Here is another example of Eva Longoria - one time in an unflattering suit (in the wrong colours), which makes her look short and chunky; and one time in a red dress, which highlights her curves and complements her colouring.
So the question is, will you choose fashion or choose yourself? The point is, building a flattering wardrobe is critical if you want to make confident clothing choices and be confident in the clothes you wear. Because once you become aware of the fact that 90% of the clothes you see in shops and online don’t actually suit you, you won’t look twice at them, let alone consider purchasing them. And you can spend that money on items that truly work for you instead.
The problem here is a lack of consumer education. Again, this is not your fault. Have you been taught what kind of clothing flatters your body? Are you aware of what colours suit you?
You might have experimented with your clothing style over the years; perhaps you have even consulted a personal stylist. But whatever your answers to the above questions, the problem is very clear: clothes are very personal, but few people know what clothing actually works for them. So we end up buying into trends and purchasing too much of the wrong sort, which provides us with very little return for our money, our confidence and the planet.
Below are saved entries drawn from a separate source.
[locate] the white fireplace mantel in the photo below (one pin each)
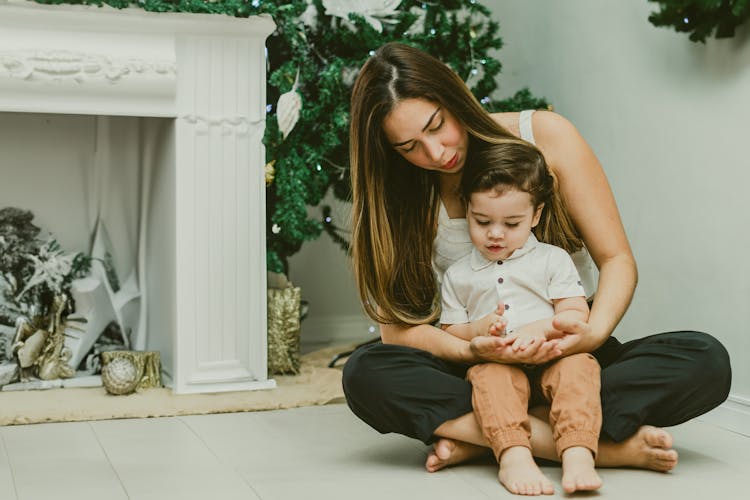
(207, 72)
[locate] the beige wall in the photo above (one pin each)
(668, 119)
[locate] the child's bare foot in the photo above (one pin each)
(521, 475)
(449, 452)
(578, 470)
(649, 448)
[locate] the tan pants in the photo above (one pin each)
(500, 398)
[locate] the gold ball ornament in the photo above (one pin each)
(120, 376)
(270, 172)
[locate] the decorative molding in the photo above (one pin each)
(238, 124)
(733, 415)
(338, 329)
(208, 73)
(66, 65)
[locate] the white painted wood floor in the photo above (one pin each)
(310, 453)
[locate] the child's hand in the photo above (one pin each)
(500, 350)
(493, 324)
(530, 343)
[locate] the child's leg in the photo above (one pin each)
(500, 395)
(572, 386)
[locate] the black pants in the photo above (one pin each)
(662, 380)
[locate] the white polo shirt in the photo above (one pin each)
(526, 282)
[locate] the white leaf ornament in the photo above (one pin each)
(287, 110)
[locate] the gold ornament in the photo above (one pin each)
(120, 376)
(147, 366)
(283, 330)
(270, 172)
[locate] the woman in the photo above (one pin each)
(413, 125)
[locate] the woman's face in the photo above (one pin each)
(427, 135)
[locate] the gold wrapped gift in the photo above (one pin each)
(283, 330)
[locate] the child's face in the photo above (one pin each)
(499, 224)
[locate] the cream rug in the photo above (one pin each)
(315, 385)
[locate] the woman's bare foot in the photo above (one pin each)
(649, 448)
(449, 452)
(578, 470)
(521, 475)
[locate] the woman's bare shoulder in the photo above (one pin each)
(550, 127)
(509, 121)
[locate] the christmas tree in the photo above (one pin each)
(313, 58)
(701, 18)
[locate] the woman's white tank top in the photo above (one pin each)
(452, 241)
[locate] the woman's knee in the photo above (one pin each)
(709, 362)
(360, 371)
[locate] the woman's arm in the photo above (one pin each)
(592, 207)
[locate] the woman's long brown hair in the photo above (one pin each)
(394, 203)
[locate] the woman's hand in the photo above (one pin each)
(574, 331)
(500, 350)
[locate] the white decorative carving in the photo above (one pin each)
(79, 66)
(237, 124)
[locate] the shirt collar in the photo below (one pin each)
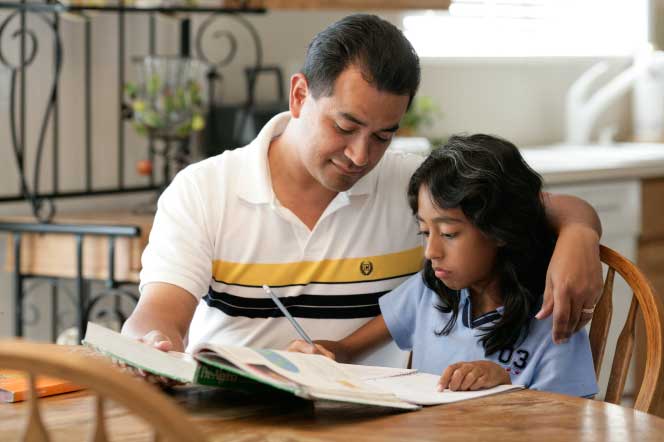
(254, 183)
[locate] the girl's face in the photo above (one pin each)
(460, 254)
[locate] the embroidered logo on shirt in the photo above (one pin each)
(366, 267)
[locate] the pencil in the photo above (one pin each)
(288, 316)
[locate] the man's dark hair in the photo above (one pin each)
(386, 58)
(498, 192)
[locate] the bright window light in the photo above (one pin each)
(530, 28)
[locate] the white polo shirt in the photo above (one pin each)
(220, 233)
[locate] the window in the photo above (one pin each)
(526, 28)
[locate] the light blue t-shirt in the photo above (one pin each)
(412, 318)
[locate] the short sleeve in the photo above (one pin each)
(566, 368)
(399, 310)
(179, 250)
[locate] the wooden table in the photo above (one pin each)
(516, 416)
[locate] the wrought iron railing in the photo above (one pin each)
(31, 189)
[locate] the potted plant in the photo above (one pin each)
(422, 114)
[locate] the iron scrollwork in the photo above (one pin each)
(42, 208)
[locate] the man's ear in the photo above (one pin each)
(298, 93)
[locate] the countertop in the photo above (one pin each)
(566, 164)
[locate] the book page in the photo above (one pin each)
(420, 388)
(174, 365)
(369, 372)
(313, 371)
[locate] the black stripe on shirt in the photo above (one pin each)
(302, 306)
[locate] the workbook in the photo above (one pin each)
(313, 377)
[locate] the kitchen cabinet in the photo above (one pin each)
(618, 205)
(650, 256)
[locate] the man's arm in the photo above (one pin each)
(574, 277)
(162, 316)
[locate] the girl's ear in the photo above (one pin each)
(298, 93)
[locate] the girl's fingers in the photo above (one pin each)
(325, 352)
(480, 383)
(444, 381)
(458, 376)
(300, 346)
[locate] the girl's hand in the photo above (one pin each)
(474, 375)
(300, 346)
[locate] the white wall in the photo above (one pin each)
(517, 99)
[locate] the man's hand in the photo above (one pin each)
(300, 346)
(160, 341)
(573, 281)
(475, 375)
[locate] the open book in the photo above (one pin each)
(312, 377)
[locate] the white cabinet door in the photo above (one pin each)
(618, 205)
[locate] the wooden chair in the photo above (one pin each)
(105, 380)
(645, 299)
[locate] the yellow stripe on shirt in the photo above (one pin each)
(346, 270)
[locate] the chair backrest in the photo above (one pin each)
(107, 382)
(644, 299)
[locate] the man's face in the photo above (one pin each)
(346, 134)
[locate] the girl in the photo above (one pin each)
(469, 315)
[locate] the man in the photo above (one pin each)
(317, 209)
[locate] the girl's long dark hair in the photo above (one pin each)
(487, 179)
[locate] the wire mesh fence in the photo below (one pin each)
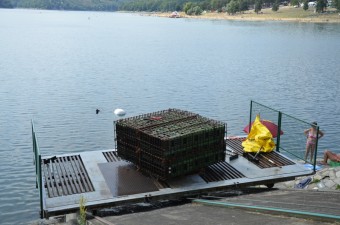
(293, 139)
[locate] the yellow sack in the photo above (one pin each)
(259, 138)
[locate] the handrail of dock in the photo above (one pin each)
(37, 163)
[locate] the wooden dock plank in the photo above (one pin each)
(48, 183)
(83, 171)
(68, 175)
(87, 167)
(61, 181)
(77, 175)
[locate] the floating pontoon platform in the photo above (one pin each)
(105, 180)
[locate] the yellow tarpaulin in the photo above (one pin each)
(259, 138)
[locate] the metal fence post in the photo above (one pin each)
(316, 148)
(250, 114)
(278, 132)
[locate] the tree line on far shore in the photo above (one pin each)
(190, 7)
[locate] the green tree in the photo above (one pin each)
(305, 5)
(197, 10)
(258, 6)
(187, 6)
(243, 5)
(275, 7)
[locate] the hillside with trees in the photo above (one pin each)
(190, 7)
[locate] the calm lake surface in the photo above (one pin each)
(58, 67)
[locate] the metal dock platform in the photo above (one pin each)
(105, 180)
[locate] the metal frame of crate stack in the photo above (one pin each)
(170, 143)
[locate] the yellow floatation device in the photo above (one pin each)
(259, 138)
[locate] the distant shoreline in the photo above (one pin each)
(286, 13)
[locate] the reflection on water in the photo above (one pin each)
(59, 67)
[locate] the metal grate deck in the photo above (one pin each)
(220, 171)
(112, 156)
(65, 176)
(266, 160)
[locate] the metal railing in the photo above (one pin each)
(37, 163)
(293, 140)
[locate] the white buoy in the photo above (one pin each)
(119, 112)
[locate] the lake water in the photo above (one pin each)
(58, 67)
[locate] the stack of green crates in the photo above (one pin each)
(170, 143)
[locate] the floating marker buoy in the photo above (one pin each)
(119, 112)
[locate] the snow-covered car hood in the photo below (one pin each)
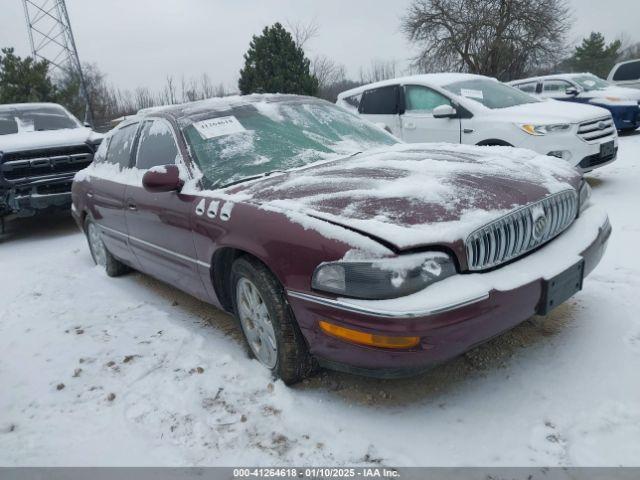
(413, 195)
(47, 139)
(549, 111)
(613, 91)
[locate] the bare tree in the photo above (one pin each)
(303, 32)
(500, 38)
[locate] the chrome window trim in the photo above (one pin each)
(353, 308)
(157, 247)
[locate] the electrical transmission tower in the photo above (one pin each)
(51, 39)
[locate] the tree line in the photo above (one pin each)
(506, 39)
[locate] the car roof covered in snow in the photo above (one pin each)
(27, 106)
(437, 79)
(184, 112)
(555, 76)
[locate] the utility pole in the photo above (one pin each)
(51, 39)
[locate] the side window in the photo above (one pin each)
(381, 101)
(627, 71)
(423, 99)
(555, 86)
(156, 146)
(120, 144)
(527, 87)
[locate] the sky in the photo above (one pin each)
(140, 43)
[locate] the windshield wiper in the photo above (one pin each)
(246, 179)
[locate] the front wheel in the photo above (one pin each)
(268, 324)
(99, 252)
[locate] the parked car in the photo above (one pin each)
(42, 146)
(626, 74)
(477, 110)
(332, 242)
(623, 103)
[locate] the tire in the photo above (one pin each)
(99, 252)
(291, 361)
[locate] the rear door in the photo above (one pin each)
(627, 74)
(382, 106)
(159, 222)
(107, 189)
(417, 121)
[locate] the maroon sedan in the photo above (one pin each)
(333, 243)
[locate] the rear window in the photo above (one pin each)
(381, 101)
(157, 146)
(35, 119)
(627, 71)
(353, 100)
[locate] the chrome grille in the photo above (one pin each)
(596, 129)
(521, 231)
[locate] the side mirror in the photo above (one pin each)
(444, 111)
(165, 178)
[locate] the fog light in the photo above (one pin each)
(563, 154)
(363, 338)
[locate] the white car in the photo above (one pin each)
(622, 102)
(626, 74)
(478, 110)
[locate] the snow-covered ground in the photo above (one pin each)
(129, 371)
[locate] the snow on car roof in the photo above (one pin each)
(437, 79)
(559, 76)
(27, 106)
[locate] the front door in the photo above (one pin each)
(159, 222)
(418, 123)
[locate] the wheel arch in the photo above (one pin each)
(220, 272)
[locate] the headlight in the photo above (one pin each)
(383, 278)
(539, 130)
(584, 195)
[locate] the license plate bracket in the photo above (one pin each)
(560, 288)
(607, 149)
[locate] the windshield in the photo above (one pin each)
(258, 138)
(590, 82)
(490, 93)
(35, 119)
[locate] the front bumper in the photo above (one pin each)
(585, 156)
(37, 197)
(451, 316)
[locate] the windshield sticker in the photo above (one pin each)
(218, 127)
(471, 93)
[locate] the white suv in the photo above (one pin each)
(477, 110)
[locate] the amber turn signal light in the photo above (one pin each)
(363, 338)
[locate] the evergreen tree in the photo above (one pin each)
(595, 56)
(24, 80)
(275, 64)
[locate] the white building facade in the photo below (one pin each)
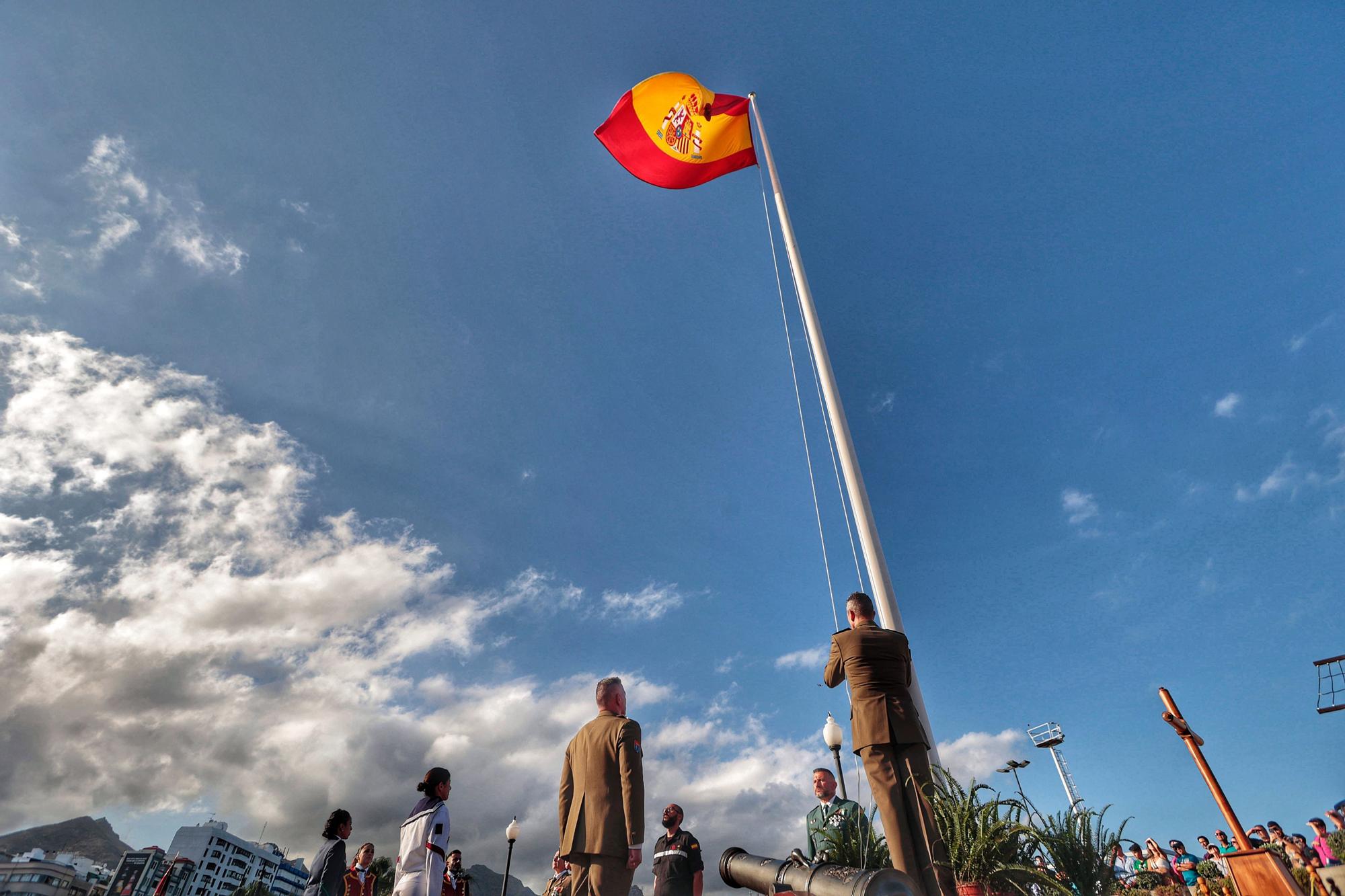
(227, 861)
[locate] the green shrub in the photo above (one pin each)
(1081, 848)
(1172, 889)
(985, 838)
(857, 845)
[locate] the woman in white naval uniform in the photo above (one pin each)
(424, 834)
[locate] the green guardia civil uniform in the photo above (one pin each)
(832, 817)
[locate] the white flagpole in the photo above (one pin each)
(879, 579)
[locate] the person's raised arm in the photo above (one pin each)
(835, 673)
(631, 760)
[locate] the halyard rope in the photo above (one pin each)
(808, 452)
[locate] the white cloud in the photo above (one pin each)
(209, 255)
(176, 634)
(10, 233)
(26, 276)
(123, 198)
(1280, 479)
(650, 602)
(1300, 341)
(32, 287)
(978, 754)
(806, 658)
(1227, 407)
(1079, 506)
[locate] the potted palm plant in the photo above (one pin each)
(988, 845)
(1081, 849)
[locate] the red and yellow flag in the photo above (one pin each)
(672, 132)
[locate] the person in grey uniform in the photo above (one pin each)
(329, 868)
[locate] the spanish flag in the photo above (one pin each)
(672, 132)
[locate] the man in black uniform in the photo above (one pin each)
(679, 868)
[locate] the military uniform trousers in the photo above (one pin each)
(890, 768)
(601, 874)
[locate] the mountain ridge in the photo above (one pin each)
(84, 836)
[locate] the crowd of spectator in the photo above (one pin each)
(1179, 865)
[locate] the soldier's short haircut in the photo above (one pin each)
(861, 604)
(606, 685)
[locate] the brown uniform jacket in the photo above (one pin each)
(878, 662)
(603, 788)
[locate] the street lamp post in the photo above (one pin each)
(512, 833)
(832, 735)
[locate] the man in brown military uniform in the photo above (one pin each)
(886, 731)
(603, 799)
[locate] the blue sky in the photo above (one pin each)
(1081, 274)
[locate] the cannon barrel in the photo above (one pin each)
(740, 869)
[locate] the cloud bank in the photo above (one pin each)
(177, 630)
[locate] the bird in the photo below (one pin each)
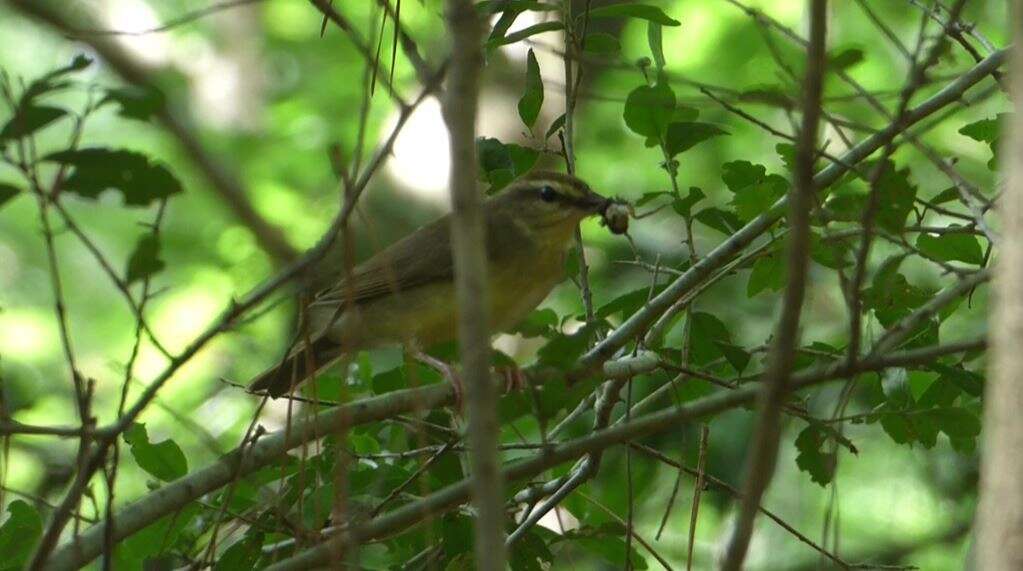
(405, 294)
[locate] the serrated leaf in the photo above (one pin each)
(7, 191)
(819, 465)
(951, 248)
(138, 179)
(525, 33)
(30, 119)
(241, 556)
(895, 195)
(144, 261)
(649, 110)
(768, 274)
(532, 99)
(18, 534)
(988, 131)
(756, 199)
(683, 136)
(640, 11)
(684, 206)
(135, 102)
(48, 82)
(845, 59)
(540, 322)
(742, 174)
(946, 195)
(163, 459)
(720, 220)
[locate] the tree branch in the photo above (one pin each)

VI. How to build a concept wardrobe
Now that we know that the key to being well-dressed is a functional and flattering wardrobe, the next question is how to build one. And, you’ve guessed it, there are two parts to it: functionality + style.
You can envision the wardrobe-building process like the construction of a house. To create an architectural masterpiece, let alone a halfway decent building, you need a concept for it. And that concept needs to be laid down in a master plan, so you can always refer back to it.
With your wardrobe, it's a similar story. Before you can even lay the first brick, you need to make sure the house doesn't just collapse. For your wardrobe, this means we need to lay the foundation and build its backbone first. The structure will guarantee the functionality and usefulness of your wardrobe, meaning it will contain the right amount of clothes.
In order to build the structure, you will need to follow three steps:
- Analyse your environment and lifestyle
- Determine the amount of clothes you need
- Select the right kind of clothes
If you a full step-by-step guide with worksheets to help you build a functional wardrobe, check out the wardrobe guide below.
With functionality out of the way, you can then decorate your wardrobe based on your personal style. This is the exciting part of the wardrobe-building process because you get create your personal image. And this image comprises two elements: colours and fashion styles.
If you are not aware how colours can impact your appearance, then go back to the examples above or take a look at the following ones:
Do you see the difference the right colours make to these ladies’ appearances? This is yet another example of what happens when you choose to put your clothes on display vs when you make your clothes work for you.
To find your best colours, you can use seasonal colour analysis. This analysis determines your best kind of colours - those which will harmonise and blend into your appearance.
Apart from colours, you will also need to pay attention to the shapes, fits, and cuts of your clothes. And it’s a similar story with fashion styles. The wrong styles can leave you looking odd at best, but the right ones can give you a confident, harmonious appearance.
Do you see the difference? You can choose to show off yourself or you can choose to show off your clothes.
To find your best styles, you can use style essence theory. Style essences are specific fashion styles matched to your body and face.
You can learn more about developing your personal style here and in the wardrobe guide.
And that's all there is to owning a great wardrobe. Once you have understood how you can make fashion work for you, you will be able to draw confidence from your clothing and leave those 'I have nothing to wear' moments in the past.